Husband gets private investigator to plant spyware

Husband gets private investigator to plant spyware

SINGAPORE - A nurse who filed for divorce was shocked when her technician husband filed a counter claim accusing her of having an affair.

Grace (not her real name), 42, had decided on divorce after putting up with years of her husband coming home drunk, and getting verbally abusive.

Her lawyer, Ms Gloria James-Civetta, said the husband produced in court e-mail that Grace had sent to the man and photographs of the two together.

Grace, who denied the relationship, said: "I was so surprised that he had those materials because we slept separately after our marriage turned rocky, and my computer was in my room."

She found out during mediation that her husband had hired a private investigator, who made at least two visits to their five-room flat in Ang Mo Kio to plant spyware in her computer while she was at work.

The bug enabled him to receive a copy of every e-mail she sent and retrieve information stored in the desktop.

Ms James-Civetta objected to the use of this evidence in court. The e-mail and photos were not allowed to be admitted, as her husband failed to tell the court how he had obtained the information.

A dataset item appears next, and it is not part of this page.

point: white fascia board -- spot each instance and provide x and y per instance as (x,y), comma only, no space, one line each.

Grace was granted a divorce in October last year on the grounds of her husband's unreasonable behaviour.

"While this is a simpler case where the couple are simply fighting over the grounds of divorce to save face, the stakes could be much higher if assets or custody of children is involved," said Ms James-Civetta.

"That is why some spouses may turn desperate and resort to illegal ways of gaining the upper hand."

Snooping in divorce cases goes high-tech

Couples involved in bitter break-ups are increasingly resorting to illegal snooping to obtain incriminating information against their spouses, lawyers say.

Already, most of the evidence used in divorce cases these days comes from high-tech devices like mobile phones and computers. To get the upper hand, some spouses hire computer experts to hack into e-mail accounts or plant spyware in laptops and smartphones.

"In the past, it was the traditional documents and letters, but now, with technology and social media, as many as eight in 10 cases involve computer-generated evidence," said family lawyer Rajan Chettiar.